We define P(x,y) in the following way: Given an initial undirected graph of n vertices, P(x,y)=1 if an induced subgraph with exactly x vertices and y edges exists. Else P(x,y)=0.
For example, let as condider the graph with adjecency matrix A [ 0 1 0 ; 1 0 0 ; 0 0 0; ] (vetrex 1 is connected with vertex 2 and vertex 3 stands alone)

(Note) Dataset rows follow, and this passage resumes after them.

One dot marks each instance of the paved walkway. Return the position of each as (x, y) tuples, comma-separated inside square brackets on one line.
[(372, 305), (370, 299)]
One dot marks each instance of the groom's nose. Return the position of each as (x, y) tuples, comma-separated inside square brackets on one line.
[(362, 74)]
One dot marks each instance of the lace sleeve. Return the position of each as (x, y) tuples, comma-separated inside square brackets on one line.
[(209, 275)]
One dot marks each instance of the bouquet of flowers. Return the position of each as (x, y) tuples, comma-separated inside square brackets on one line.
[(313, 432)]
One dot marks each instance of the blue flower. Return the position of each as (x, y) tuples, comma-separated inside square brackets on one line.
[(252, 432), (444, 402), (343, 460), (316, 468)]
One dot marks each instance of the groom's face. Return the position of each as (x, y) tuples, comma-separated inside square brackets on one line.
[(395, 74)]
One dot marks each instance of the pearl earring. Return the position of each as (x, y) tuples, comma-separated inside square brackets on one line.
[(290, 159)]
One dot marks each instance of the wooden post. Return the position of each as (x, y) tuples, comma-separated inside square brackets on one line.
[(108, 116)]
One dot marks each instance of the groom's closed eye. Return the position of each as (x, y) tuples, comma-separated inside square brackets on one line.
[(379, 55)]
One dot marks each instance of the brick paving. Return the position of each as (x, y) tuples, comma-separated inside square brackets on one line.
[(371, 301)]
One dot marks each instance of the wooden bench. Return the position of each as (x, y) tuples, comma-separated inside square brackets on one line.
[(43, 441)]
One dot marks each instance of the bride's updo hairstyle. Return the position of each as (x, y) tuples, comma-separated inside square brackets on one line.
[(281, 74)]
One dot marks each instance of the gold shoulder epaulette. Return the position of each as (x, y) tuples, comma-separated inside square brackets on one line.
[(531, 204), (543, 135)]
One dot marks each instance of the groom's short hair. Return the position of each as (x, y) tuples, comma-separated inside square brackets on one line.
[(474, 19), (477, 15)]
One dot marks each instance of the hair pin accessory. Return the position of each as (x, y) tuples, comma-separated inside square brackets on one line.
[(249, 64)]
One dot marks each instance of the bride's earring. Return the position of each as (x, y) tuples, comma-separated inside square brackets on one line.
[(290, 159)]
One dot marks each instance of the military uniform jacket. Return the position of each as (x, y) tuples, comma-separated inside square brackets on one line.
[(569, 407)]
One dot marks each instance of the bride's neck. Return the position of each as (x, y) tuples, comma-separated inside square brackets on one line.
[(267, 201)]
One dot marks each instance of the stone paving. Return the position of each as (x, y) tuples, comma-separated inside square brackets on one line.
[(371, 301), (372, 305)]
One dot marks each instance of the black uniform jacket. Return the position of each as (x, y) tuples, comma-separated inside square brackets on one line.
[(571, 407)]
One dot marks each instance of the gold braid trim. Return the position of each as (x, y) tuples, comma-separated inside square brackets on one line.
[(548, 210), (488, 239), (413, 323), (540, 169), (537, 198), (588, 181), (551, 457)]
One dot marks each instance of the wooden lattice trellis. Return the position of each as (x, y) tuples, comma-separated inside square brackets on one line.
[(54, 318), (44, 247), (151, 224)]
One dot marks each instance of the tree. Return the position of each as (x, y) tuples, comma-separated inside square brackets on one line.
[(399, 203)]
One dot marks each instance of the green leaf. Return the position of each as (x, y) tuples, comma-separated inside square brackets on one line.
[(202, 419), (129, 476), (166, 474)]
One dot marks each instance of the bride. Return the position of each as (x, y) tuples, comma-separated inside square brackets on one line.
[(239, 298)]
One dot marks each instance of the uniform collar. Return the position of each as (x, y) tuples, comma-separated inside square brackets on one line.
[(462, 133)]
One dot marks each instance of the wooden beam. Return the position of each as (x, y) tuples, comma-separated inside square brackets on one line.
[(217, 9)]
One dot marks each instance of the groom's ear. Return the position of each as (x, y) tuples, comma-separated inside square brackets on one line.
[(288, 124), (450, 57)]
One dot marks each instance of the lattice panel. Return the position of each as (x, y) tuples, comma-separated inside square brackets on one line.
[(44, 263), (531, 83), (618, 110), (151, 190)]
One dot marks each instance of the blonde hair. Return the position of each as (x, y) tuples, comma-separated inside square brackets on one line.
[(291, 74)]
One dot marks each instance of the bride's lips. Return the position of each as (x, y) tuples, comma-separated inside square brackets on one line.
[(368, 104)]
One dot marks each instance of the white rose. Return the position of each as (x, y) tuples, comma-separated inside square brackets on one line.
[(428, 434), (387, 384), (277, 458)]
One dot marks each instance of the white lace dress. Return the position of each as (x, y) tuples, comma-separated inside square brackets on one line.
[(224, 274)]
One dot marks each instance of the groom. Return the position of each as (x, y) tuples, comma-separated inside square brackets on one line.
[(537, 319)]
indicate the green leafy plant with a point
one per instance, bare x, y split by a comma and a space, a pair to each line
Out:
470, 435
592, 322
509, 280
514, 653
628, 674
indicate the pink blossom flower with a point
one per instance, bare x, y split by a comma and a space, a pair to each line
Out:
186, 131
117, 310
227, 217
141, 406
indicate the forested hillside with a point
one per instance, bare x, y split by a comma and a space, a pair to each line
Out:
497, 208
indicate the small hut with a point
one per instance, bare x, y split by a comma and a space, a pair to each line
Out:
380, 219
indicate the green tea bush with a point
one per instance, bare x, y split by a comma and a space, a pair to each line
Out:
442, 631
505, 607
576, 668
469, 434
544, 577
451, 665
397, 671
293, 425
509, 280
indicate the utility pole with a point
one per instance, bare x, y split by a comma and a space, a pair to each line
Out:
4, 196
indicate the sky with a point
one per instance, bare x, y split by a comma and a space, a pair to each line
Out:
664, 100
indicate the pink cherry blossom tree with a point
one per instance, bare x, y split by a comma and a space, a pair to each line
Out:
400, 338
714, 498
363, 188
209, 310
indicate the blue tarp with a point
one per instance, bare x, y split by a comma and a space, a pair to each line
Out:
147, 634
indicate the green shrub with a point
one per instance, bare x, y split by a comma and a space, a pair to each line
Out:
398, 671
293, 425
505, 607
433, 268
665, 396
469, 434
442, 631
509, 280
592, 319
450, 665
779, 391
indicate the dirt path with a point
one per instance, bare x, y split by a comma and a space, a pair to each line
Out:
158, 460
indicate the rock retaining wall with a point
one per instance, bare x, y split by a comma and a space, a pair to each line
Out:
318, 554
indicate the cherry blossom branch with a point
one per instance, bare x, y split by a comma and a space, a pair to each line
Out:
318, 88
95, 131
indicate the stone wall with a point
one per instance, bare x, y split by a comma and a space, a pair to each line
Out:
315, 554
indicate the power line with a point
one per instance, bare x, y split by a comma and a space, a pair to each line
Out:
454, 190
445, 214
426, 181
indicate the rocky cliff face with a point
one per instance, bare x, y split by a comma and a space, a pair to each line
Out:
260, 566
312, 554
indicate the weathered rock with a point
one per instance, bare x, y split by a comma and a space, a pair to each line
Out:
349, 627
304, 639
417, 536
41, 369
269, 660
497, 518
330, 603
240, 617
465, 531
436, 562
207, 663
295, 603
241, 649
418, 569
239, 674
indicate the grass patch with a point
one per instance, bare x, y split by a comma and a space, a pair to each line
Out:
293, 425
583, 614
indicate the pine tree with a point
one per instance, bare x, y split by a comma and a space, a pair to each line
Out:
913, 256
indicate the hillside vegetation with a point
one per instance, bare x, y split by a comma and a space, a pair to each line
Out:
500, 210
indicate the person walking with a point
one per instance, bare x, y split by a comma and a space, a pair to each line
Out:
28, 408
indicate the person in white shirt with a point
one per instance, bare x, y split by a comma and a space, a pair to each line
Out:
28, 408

P(3,1)=1, because the initital graph has 3 vertices and 1 edge.
P(2,1)=1, because if we keep vertex 1 and vertex 2 as induced subgraph, we have 2 vertices and 1 edge.
P(2,0)=1, because if we choose vertex 1 and 3 as induced subgraph ( or 2 and 3), we have 2 vertices and 0 edges.
P(1,0)=1, because if we choose any signle vertex as induced subgraph, we have 1 vertex and 0 edges.
The sum of p(X,Y) is 4 in the example.
Let us now assume that we have 3 known integers : n, a, b. We also know that a - b >= n ^ (3/2) and that P(n/2 , a) = 1 and P(n/2, b)=1. ( n is an even number)
Our task is to choose the optimal initial undirected graph with n vertices, in order to minimize the sum of p(x,y) for all possible induced subgraphs. The restrictions mentioned above must also hold.
How can we find the optimal initial graph?I have been thinking about this problem for many hours, but I could not come up with a good solution.
If we ignore the P(n/2 , a) = 1 and P(n/2, b)=1 restrictions, I figured out that the optimal choise would be a graph with an adjecency matrix [ 0 0 0 .... 0 0 0 ; 0 0 0 .... 0 0 0 ....; ........... 0 0 0....] or [ 1 1 1 .... 1 1 1; 1 1 1... 1 1 1; .... 1 1 1...] , as these choices yield n as a sum of p(x,y). But taken into account the restrictions mentioned above, it is not always possible to choose that type of initial graph.